During the Cory years, I campaigned against the renewal of the US bases treaty. A song I wrote for APO called American Junk said it all as far as I was concerned. The euphoria of people power ringing in a new government was a political, cultural and a seminal coming-of-age for me. Senator Manglapus put it so well when he used the metaphor of “killing the great white father” to describe our process of weaning away from the security of having American bases in our country. I felt that we, as a people, were coming into our own.
America in my eyes was still a great nation, but I had now fallen in love with my own country.
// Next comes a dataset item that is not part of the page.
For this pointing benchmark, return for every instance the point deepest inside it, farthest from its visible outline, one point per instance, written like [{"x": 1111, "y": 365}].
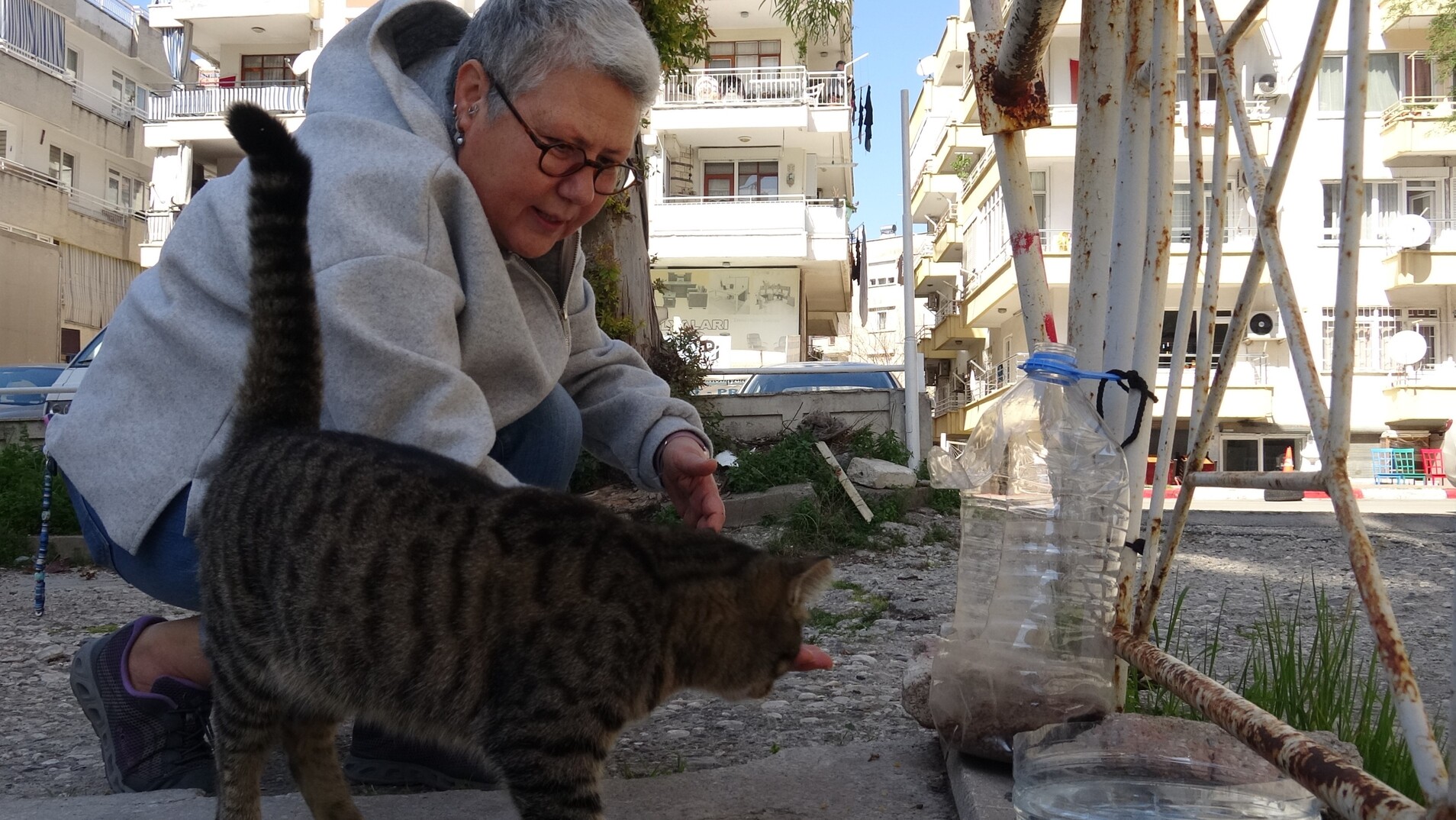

I promptly gave up my green card after the failed December coup led by Honasan where we almost lost our newfound freedom. I felt that I personally had to be present here to protect our freedoms by giving up my escape hatch.
The Clinton years were great as far as my sentiments about America were concerned; I thought that the US generally stood up for the right values as far as world affairs were concerned. Except for a few places, the world loved America. Clinton epitomized American charm at its best. In my eyes, the Lewinski affair did nothing to diminish Bill Clinton’s reputation. Politically speaking within the US context, I am a deep, left-of-center Democrat who is more forgiving of sexual pecadillos than war crimes.
When George W. Bush came to power, I was close to losing all my affection and respect for America. I was angry at this nation that professed the values of Lincoln and JFK but acted out the rhetoric of Rush Limbaugh and other Neo-cons. The sympathy generated by 9-11 quickly dissipated after Bush’s invasion of Iraq under false pretenses. I was awakened to the reality that with its invasion of Iraq, the suspension of some of the human rights of its own citizens, its policy of torture, Guantanamo and its arrogant treatment and disdain for the UN, America was, like Germany under Hitler, capable of becoming a fascist state.
America, she of the Statue of Liberty, the country of Jefferson and everything associated with an open and free society, was not a special idea after all. It, too was fallible and had its own fatal weakness like every other nation. Many times, I pondered with great distress on the fate of the world — with the only super power behaving so badly.
The Bush legacy with its hypocrisy and right-wing excess will hopefully be just be a blip, an aberration – though a costly one – in America’s history.
The spectacular rise and triumph of Barack Obama has made a lot of people, including myself, take a second sympathetic look at America. The US, with its image battered all over the world, its morale sunk so low, and its power and influence diminishing, could still spring a fabulous surprise on the world – and on itself.
I was ecstatic when Barack Obama won the presidency. To me it was a sign that America had come back to its senses, awakened to its greater self and touched base with what it preached. A black man with the middle name of Hussein, of mixed parentage and an alien past, has won. That makes me consider that perhaps the American dream is not yet a spent force.
This single event has turned the world around a considerable degree. Once again, I am in awe of the US and its capacity to correct itself. I have started to revisit American authors, artists, books and movies that I sometimes consciously bypassed in protest during the Bush years. I am liking America once again.
The world is on to a new beginning. The world’s most powerful person is black, the richest is an Indian, and the fastest-rising region is Asia. A still-powerful though more benign America playing its part in it will hopefully be of great benefit to the world.